The policy of uniforms has been criticized as being “outdated” and “a denial of student’s rights to express themselves.” An article in The Guardian by Emma Jacobs went so far as to say they are “suitable for neo-Nazis, but have no place in schools.” But this is hyperbole. Logic and scientific studies suggest something to the contrary.

A survey of 1,350 students conducted by the University of Nevada, during its first year implementing uniforms, found that 50% of students agreed that uniforms reduced the cost spent on clothes. This means that uniforms are a good option for low-income areas.
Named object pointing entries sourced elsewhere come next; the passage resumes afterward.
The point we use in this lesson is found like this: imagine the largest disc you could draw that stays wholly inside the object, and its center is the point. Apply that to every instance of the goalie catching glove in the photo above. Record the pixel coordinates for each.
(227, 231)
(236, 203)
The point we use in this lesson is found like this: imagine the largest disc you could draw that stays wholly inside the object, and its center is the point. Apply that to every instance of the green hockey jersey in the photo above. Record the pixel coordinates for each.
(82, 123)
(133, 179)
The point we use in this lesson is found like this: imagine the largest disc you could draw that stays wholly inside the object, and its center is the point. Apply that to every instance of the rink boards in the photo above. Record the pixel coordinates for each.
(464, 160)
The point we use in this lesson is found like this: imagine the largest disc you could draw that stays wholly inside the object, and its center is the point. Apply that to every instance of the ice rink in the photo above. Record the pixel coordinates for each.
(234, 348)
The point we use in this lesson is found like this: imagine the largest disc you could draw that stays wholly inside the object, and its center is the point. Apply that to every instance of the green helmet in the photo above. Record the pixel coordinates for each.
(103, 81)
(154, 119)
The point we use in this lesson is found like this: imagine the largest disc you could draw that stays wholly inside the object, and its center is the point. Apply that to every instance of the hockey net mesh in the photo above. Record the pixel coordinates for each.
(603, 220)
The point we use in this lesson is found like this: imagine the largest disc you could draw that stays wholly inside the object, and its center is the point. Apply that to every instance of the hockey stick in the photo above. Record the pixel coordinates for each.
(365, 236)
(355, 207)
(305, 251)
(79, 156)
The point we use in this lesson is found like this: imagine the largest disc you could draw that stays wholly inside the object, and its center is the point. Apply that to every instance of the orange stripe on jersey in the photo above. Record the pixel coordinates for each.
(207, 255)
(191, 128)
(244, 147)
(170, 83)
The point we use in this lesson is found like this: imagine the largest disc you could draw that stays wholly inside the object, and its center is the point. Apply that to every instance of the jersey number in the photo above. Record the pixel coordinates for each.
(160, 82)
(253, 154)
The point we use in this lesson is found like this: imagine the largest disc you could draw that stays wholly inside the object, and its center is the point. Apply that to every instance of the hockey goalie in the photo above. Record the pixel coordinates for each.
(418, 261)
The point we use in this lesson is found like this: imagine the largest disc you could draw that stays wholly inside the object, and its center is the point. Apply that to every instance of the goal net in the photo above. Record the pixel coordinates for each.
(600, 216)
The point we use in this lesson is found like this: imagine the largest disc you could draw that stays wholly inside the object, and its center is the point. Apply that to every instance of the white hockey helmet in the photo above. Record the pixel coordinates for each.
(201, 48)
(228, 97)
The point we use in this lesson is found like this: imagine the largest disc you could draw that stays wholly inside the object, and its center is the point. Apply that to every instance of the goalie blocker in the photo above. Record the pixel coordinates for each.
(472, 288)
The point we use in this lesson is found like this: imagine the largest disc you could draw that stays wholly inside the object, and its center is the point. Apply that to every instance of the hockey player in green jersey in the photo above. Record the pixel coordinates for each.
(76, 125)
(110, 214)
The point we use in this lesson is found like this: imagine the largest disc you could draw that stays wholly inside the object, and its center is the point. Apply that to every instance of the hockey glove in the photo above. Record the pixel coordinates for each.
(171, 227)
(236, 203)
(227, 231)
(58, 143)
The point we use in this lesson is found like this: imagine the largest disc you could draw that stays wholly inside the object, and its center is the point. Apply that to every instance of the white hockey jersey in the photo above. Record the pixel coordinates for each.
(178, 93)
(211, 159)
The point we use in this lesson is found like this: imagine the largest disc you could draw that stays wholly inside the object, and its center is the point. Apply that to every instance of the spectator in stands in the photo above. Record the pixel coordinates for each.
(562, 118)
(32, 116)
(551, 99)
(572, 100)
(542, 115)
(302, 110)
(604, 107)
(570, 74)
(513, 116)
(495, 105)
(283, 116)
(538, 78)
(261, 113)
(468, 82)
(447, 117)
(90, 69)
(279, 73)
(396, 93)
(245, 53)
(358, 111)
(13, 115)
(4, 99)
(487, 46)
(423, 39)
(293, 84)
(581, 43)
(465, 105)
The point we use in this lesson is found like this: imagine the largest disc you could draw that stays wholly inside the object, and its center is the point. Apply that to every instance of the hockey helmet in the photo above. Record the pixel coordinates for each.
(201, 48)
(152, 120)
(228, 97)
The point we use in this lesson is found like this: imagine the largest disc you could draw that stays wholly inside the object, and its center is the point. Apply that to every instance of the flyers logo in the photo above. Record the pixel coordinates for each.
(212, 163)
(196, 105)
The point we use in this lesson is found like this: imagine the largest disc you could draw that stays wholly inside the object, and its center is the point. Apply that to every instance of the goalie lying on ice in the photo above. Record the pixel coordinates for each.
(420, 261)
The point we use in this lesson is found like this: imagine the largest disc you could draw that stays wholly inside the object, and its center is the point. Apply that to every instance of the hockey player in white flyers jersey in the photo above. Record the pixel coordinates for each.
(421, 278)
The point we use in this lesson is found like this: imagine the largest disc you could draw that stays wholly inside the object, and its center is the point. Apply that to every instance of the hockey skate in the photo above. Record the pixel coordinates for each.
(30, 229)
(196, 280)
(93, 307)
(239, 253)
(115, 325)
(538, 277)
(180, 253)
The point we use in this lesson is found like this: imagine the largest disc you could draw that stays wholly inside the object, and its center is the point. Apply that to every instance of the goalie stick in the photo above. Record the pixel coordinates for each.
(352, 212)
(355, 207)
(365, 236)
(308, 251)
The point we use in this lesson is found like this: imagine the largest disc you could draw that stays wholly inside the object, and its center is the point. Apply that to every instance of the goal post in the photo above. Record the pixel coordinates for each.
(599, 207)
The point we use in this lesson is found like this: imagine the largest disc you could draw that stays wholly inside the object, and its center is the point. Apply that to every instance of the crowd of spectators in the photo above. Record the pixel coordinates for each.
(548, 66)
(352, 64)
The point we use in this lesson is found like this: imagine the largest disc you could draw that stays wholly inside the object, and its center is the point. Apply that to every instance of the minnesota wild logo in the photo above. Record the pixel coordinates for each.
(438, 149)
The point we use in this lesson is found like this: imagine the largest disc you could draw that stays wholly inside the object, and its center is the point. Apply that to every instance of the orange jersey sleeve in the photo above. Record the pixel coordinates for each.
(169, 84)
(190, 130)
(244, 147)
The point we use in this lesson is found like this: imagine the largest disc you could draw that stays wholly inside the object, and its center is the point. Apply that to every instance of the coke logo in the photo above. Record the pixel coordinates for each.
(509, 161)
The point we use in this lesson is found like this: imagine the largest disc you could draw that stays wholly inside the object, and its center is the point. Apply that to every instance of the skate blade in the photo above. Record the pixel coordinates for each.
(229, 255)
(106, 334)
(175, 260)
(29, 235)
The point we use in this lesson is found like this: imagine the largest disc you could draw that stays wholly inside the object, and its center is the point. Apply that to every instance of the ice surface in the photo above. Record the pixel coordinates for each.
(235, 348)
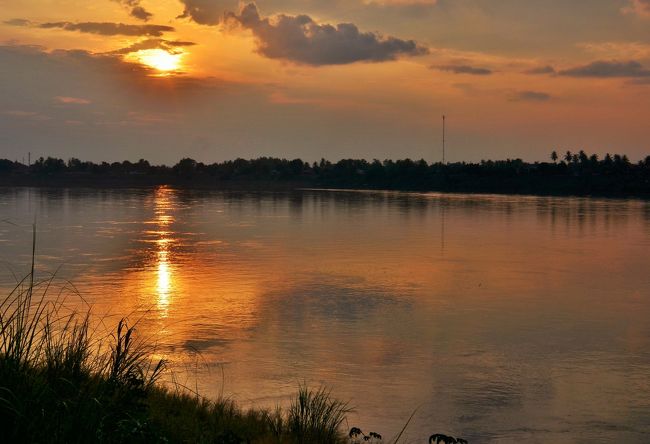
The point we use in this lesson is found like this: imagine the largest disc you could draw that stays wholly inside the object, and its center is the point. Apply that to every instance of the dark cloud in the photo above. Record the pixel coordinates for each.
(607, 69)
(640, 7)
(548, 69)
(107, 28)
(17, 22)
(168, 45)
(300, 39)
(530, 96)
(464, 69)
(136, 9)
(140, 13)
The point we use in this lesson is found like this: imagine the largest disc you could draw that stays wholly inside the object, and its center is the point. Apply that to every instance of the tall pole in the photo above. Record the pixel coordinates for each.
(443, 138)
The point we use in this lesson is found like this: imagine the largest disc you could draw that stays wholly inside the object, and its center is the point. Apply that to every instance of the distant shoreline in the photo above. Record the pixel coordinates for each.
(280, 186)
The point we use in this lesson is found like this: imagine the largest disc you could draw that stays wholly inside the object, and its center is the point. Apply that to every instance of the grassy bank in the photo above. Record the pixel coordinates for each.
(62, 382)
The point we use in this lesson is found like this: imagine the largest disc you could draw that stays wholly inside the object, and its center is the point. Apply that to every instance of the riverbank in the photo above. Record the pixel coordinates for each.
(62, 383)
(579, 175)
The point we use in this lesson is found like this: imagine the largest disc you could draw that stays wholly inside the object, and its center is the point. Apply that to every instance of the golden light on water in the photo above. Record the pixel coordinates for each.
(164, 273)
(160, 60)
(164, 281)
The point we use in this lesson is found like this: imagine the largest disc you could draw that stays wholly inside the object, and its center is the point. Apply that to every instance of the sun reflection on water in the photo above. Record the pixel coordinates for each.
(163, 204)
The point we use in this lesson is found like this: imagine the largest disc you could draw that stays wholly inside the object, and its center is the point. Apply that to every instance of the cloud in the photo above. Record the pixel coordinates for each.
(464, 69)
(72, 100)
(638, 7)
(206, 12)
(300, 39)
(108, 28)
(170, 46)
(529, 96)
(400, 2)
(608, 69)
(136, 8)
(541, 70)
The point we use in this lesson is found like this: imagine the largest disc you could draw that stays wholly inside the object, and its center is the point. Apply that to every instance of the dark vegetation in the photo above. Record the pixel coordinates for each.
(566, 174)
(62, 382)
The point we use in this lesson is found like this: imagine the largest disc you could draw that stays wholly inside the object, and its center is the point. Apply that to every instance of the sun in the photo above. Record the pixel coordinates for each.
(160, 59)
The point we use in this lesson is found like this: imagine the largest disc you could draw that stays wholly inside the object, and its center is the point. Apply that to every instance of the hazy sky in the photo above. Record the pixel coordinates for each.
(217, 79)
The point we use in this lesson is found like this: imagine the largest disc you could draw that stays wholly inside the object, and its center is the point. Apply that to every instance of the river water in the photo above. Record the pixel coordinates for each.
(499, 318)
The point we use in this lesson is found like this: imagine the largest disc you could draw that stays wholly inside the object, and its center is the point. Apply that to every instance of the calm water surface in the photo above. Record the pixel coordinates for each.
(502, 319)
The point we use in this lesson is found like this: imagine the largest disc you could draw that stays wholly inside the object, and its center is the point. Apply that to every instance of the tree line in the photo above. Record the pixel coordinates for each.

This same study found that the number of disciplinary actions taken was reduced by 10% after uniforms were implemented, and there was a “63% reduction in police log reports.”

Overall, the study concluded that for a majority of students, there were no positive or negative effects associated with wearing uniforms, but that 20-30% found them to be beneficial. If such a small change as what students wear can improve the experience of school for 20% of students while providing little to no downsides to other students, it makes logical sense to implement uniforms as a school-wide policy.
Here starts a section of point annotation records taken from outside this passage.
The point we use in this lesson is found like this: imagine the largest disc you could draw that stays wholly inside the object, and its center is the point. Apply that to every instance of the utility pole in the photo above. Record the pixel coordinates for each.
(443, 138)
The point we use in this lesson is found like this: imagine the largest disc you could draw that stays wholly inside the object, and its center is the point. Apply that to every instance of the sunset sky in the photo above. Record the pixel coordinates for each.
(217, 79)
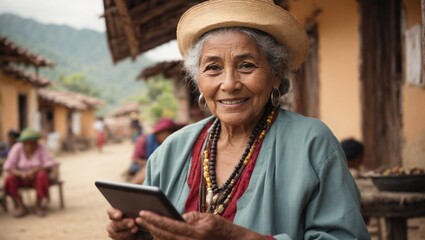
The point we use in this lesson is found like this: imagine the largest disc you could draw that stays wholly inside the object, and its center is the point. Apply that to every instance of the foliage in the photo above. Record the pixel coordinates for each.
(77, 51)
(158, 99)
(77, 82)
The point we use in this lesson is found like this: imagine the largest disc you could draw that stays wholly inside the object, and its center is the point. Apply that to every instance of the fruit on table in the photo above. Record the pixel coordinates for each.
(398, 170)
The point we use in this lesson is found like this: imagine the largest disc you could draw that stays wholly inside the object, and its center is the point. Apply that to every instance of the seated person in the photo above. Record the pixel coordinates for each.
(147, 144)
(12, 137)
(27, 165)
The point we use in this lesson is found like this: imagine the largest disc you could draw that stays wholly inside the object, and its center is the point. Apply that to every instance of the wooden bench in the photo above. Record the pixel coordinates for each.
(54, 180)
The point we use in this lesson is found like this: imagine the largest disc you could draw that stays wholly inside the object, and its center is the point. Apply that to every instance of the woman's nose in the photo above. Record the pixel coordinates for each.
(230, 82)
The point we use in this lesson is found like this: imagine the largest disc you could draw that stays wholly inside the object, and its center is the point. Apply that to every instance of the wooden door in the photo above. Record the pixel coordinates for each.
(381, 81)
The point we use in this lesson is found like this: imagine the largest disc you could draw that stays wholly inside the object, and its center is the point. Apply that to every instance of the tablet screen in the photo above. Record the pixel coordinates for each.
(132, 198)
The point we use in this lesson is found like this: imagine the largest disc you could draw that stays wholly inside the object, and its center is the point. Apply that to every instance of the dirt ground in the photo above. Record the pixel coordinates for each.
(84, 216)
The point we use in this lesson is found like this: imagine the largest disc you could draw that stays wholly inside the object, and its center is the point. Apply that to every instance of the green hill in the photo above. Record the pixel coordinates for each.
(72, 50)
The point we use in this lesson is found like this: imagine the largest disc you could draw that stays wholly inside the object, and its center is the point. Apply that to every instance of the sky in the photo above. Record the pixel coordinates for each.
(79, 14)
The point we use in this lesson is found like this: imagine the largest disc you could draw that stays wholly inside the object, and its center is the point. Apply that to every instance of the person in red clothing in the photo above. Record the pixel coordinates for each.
(27, 165)
(147, 144)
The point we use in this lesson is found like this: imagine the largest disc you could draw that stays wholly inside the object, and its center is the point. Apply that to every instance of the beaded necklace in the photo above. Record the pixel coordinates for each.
(215, 199)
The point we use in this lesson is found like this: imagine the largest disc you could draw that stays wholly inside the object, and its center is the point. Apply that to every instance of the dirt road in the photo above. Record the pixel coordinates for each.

Furthermore, we must consider that one of the main goals of the school is to prepare students to perform well in future careers. A survey conducted by the United States Department of Labor found that over 50 percent of jobs require a uniform. Since the majority of jobs require uniforms, it makes sense to give students the responsibility of handling a uniform during school where consequences for mismanagement will be close to none instead of at a workplace where it could have a detrimental effect on their career.

Even teachers at our own school agree with this. MYP and DP English Teacher Ian Edwards says, “My views are generally positive [on uniforms]. I’ve taught at schools with and without and the kind of egalitarian atmosphere that is created in schools where students wear uniforms is nice and I think it’s something that AISB might want to consider.”
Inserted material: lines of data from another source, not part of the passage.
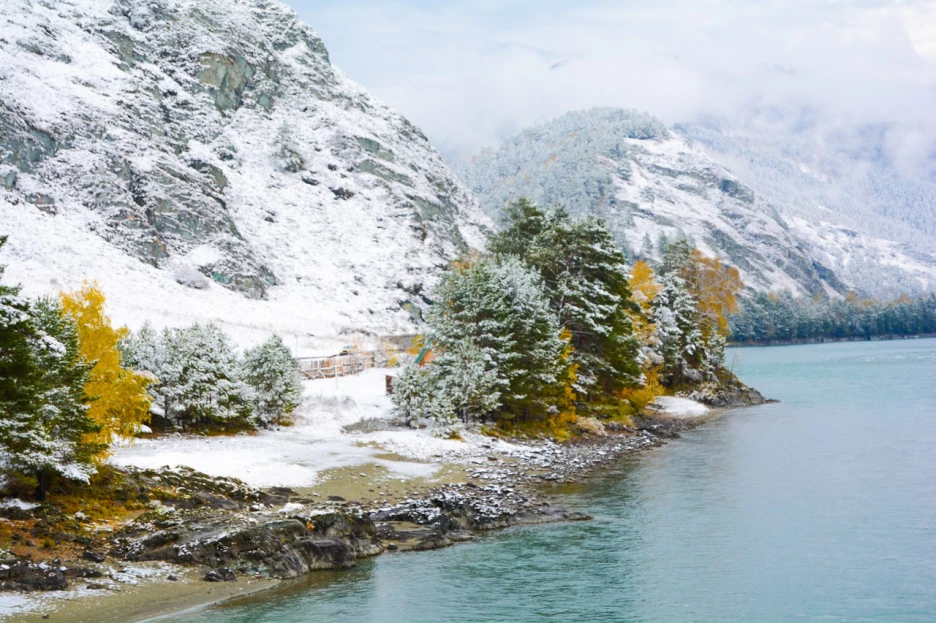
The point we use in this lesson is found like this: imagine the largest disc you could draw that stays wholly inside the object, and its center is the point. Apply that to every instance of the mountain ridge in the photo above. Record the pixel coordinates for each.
(649, 184)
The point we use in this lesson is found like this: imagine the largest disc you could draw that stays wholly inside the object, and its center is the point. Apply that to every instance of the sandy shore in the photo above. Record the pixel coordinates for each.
(149, 600)
(392, 470)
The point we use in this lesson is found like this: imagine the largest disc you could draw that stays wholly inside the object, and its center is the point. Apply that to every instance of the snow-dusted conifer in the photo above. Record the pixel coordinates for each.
(676, 316)
(211, 390)
(586, 281)
(270, 370)
(499, 307)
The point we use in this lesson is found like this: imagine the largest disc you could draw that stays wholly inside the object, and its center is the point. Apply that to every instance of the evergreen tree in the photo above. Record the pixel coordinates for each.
(270, 370)
(467, 382)
(65, 411)
(20, 374)
(499, 308)
(680, 338)
(209, 388)
(43, 409)
(586, 280)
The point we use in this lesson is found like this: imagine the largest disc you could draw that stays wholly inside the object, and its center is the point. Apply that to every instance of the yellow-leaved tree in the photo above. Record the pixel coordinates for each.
(644, 289)
(120, 403)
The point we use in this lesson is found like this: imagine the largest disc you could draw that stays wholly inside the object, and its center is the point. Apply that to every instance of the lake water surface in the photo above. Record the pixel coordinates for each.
(821, 507)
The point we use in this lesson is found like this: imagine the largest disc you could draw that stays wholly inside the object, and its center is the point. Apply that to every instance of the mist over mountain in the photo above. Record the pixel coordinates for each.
(784, 224)
(204, 159)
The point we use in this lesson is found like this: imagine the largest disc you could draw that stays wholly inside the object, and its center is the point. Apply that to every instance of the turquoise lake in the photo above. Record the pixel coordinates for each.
(819, 508)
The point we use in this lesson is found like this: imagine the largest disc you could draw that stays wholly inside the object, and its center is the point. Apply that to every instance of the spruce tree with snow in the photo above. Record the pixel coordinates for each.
(210, 389)
(467, 381)
(414, 393)
(676, 318)
(500, 309)
(199, 376)
(64, 410)
(270, 370)
(586, 280)
(43, 409)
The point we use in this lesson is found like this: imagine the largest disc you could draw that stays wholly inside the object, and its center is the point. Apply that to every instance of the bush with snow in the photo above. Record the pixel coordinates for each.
(270, 371)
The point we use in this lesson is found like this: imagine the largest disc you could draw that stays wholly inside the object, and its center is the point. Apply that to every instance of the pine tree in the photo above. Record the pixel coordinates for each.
(209, 389)
(586, 280)
(65, 411)
(20, 388)
(270, 370)
(676, 316)
(43, 409)
(499, 307)
(467, 381)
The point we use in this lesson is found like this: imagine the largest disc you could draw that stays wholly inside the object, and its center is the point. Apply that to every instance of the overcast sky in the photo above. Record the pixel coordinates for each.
(471, 73)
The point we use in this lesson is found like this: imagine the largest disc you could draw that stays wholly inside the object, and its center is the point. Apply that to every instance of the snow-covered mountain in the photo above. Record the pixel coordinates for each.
(868, 208)
(649, 184)
(202, 159)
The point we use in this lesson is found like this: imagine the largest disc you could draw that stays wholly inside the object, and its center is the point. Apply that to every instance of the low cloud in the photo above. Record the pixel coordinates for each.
(470, 75)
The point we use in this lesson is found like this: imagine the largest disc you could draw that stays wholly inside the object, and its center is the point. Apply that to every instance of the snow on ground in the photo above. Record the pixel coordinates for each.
(295, 456)
(18, 503)
(680, 407)
(134, 574)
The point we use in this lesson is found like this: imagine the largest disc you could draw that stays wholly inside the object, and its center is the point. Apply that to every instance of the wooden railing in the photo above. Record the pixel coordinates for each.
(342, 365)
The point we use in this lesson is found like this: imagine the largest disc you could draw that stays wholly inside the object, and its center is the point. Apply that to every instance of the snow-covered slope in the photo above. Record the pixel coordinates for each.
(848, 189)
(202, 159)
(648, 183)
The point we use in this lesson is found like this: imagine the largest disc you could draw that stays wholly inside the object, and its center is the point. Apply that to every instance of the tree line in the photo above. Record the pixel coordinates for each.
(767, 317)
(551, 324)
(72, 384)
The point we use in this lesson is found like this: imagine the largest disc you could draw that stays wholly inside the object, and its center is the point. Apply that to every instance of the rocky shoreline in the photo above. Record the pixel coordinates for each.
(231, 531)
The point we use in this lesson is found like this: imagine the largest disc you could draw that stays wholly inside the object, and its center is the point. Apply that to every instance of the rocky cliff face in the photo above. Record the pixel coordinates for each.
(214, 142)
(649, 185)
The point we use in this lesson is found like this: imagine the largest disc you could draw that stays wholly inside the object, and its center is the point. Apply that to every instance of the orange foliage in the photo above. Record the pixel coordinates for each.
(643, 290)
(120, 402)
(716, 286)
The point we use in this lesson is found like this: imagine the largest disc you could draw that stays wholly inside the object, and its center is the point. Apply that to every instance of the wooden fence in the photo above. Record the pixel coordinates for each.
(342, 365)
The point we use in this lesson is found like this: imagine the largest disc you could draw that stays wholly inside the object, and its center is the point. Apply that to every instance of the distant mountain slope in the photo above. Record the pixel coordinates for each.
(203, 159)
(873, 218)
(648, 183)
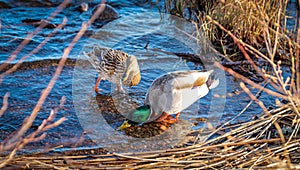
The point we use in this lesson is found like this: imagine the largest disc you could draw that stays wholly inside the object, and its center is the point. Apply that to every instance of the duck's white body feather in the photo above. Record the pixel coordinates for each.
(175, 91)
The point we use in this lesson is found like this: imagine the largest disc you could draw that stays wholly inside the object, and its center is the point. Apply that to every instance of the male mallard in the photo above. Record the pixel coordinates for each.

And it is not just teachers who say uniforms are beneficial as students and parents have responded positively to the suggestion.

Some people may be worried that school uniforms may be taken too far with students being punished for minor infractions. While it will always be up to the school what is appropriate, many institutions are attempting to make uniforms open to cultural dress and genders. An article in The Guardian by Holy Watt highlighted a school in East Sussex for removing references to gender in their uniform policies, giving choice for boys and girls whether to wear pants or skirts.

A previous article on The Bite addressing the AISB dress code by Jo G. stated that: “Most clothes in our generation do not respect these guidelines.” And most people would agree that, while possible, it is certainly difficult to find a variety of suitable clothes for school.

The clearest and simplest response is the introduction of a simple uniform at AISB. This would reduce the time spent finding an outfit suitable for school, most likely lower the cost, and make clothing selection before each school day tremendously quicker.

To conclude, while many are strongly opposed to the idea of school uniforms, it may be worth it to conduct a trial period for secondary students. This would allow the school to gather its own data and see how practicable the idea actually is.